Lauréat du Teddy Award (le prix LGBT) du festival de Berlin, « Keep the lights on » raconte l’histoire d’amour passionnelle et douloureuse entre deux hommes dont l’un est en proie à l’addiction au crack. Le film s’inscrit dans la lignée de « Week end« d’Andrew Haigh en s’écartant du thème du coming out et de l’acceptation de sa sexualité pour se concentrer sur la relation d’un couple, dans ses bons comme ses très mauvais moments.
Comme dans « Week end », d’ailleurs, tout commence par un coup d’un soir. Erik (Thure Lindhardt), réalisateur d’origine hollandaise de trente ans, cherche un plan cul sur un chat téléphonique et prend rendez-vous chez Paul (Zachary Booth, qui incarne le fils de Glenn Close dans la série Damages) dans son appartement de Manhattan. Après avoir fait l’amour, Paul prévient Erik qu’il ne doit pas s’attendre à plus car il a une petite amie. Et pourtant, cette nuit marque le début d’une relation qui va durer dix années, à partir de 1988.
C’est à travers le point de vue d’Erik (ou du réalisateur Ira Sachs, le film étant très largement autobiographique) que l’on va ensuite suivre les différentes étapes de cette relation, entrecoupées d’ellipses, sur plusieurs années. Quand la passion du début laisse place à l’intrusion de la drogue et que Paul disparaît plusieurs jours sans donner trace de vie, le coup de foudre vire à la tragédie intime. Si l’on veut, comme le personnage principal, croire que Paul va s’en sortir, après de multiples promesses et une première cure de désintox, l’addiction semble toujours la plus forte. Finira-t-elle par avoir raison du couple, qui se sépare et se retrouve toujours, chacun étant aussi accro l’un à l’autre ? Erik aura-t-il la force de combattre le fléau qui ravage son couple et de soutenir son compagnon dans ses moments de déchéance les plus sordides ? Des questions qu’Erik ne cesse de se poser au fil du temps et au gré de ses propres errances, auxquelles on devine malheureusement la réponse.

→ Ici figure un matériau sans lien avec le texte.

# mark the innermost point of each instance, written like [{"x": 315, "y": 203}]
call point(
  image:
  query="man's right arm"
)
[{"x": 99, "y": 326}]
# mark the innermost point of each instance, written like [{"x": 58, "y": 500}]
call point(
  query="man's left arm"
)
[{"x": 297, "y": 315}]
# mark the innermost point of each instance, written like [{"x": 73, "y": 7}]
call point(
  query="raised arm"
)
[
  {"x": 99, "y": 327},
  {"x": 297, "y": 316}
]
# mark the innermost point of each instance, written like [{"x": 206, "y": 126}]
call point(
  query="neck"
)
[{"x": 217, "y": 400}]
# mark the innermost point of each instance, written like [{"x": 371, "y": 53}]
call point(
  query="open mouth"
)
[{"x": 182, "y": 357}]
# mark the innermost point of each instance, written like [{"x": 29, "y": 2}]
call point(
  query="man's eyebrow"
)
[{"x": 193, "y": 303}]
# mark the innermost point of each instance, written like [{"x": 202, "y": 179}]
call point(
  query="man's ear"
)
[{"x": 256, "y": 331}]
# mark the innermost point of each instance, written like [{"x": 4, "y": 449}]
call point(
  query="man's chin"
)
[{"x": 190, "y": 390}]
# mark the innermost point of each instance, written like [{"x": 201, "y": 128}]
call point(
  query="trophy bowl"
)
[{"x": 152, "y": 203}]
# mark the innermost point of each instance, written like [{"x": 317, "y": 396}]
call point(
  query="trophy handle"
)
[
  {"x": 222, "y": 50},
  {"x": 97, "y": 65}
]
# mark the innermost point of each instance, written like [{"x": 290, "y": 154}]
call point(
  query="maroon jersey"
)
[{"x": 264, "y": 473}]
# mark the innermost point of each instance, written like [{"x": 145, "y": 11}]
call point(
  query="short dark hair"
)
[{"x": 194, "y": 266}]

Malgré les épreuves terribles que va connaître cet homme qui tente coûte que coûte de sauver son couple, le film offre aussi de véritables moments de grâce et d’amour partagés, d’autant plus cruels qu’ils sont toujours très éphémères. « Keep the lights on, I want to see you », lui-dit Paul quand ils se retrouvent au lit après des mois de séparation, car quoi qu’il ait pu se passer entre eux, le lien qui unit ces deux êtres est si fort qu’ils se connaissent par coeur et que le regard qu’ils portent l’un sur l’autre veut tout dire. D’où cette impression d’un immense gâchis.
Un film très personnel et véritablement touchant, grâce à l’interprétation à fleur de peau de ses deux acteurs principaux et à la mise en images soignée de son réalisateur, qui sait très bien mettre en valeur la beauté de ses acteurs.